The deception by omission occurred throughout my dispute period. The Code, in clause 35.1(b), noted leading legal minds at this time had published the essential elements of effective complaint handling in the AS 4269-1995 Standard. As I did not have access to this document, ASIC took no action when it must have known that Commonwealth Bank could deceive me when I was attempting to resolve my disputes.
I understand that Commonwealth Bank’s directors, according to ASIC Regulatory Guide 165, were responsible for causing us a financial disadvantage, which is a crime.
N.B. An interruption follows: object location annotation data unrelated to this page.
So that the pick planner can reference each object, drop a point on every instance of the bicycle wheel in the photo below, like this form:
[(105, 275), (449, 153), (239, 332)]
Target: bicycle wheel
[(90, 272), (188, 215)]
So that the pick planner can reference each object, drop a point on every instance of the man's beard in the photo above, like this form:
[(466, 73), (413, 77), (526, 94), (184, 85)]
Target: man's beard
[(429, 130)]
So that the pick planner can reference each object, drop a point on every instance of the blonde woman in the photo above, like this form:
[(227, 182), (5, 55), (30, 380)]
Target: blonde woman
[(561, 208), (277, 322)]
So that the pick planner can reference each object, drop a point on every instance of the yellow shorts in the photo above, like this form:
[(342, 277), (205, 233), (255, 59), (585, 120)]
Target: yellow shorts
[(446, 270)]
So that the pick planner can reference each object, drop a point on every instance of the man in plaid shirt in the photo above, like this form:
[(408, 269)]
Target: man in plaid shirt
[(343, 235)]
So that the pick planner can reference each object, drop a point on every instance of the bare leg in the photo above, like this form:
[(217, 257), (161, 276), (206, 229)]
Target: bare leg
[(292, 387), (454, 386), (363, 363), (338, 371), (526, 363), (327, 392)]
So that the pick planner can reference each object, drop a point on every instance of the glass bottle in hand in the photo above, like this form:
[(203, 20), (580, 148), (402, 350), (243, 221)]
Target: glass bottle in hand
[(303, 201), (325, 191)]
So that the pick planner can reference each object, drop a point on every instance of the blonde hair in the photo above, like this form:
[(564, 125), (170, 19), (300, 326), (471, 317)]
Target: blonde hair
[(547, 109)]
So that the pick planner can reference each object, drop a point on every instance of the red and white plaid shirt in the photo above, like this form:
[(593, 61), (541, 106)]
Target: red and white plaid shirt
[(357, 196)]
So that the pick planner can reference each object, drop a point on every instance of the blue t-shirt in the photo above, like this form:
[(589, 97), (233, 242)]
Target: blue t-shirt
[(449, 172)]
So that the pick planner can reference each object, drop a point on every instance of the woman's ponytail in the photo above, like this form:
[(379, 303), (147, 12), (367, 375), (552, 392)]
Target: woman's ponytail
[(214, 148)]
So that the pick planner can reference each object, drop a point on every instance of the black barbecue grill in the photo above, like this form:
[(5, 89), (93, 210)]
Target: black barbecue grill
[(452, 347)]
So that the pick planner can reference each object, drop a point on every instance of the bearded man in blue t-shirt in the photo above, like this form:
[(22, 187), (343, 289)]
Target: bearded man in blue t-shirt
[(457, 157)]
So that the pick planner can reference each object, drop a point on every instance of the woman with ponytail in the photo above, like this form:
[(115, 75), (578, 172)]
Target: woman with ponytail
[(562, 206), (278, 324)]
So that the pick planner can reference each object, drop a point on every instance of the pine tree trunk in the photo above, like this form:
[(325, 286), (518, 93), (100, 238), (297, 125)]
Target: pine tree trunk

It seems that Commonwealth Bank directors and their associates are determined to trust luck to protect them because by omitting ASIC Regulatory Guide 165 (2001) from the Code, the bank profited and cause customers like me a financial disadvantage. This is a massive crime and far more serious than the practices of Bernie Madoff when he was described, in 2009, as America’s greatest fraudster and was jailed for 150 years.
We have obtained evidence that the bank damaged us by not complying with the 2004 Code including:
- clause 2.1 when it did not provide us with information in plain language
- clause 2.2 when it did not act fairly or reasonably towards us
- clause 7(a)(b) when it did not ensure its staff and authorised representatives were trained effectively.
- clause 35.1(b) when it did not deal with our complaints free of charge
- clauses 35.3 and 35.4, when it did not complete the investigation or inform us of the outcomes nor did it provide us, complainants, with written reasons (clause 35.1(d)); and
- clause 37.1(a) when it did not prominently publicise the Code in branches especially in regional and rural areas (as noted in the CCMC’s Bulletin 4).
I have been writing to the bank’s Chair, Chief Executive, and directors during the past 12 months because the bank placed me in a position whereby its conduct was misleading. This was also an act of fraud because the bank’s directors dishonestly obtained profits from misappropriating my business’ funds.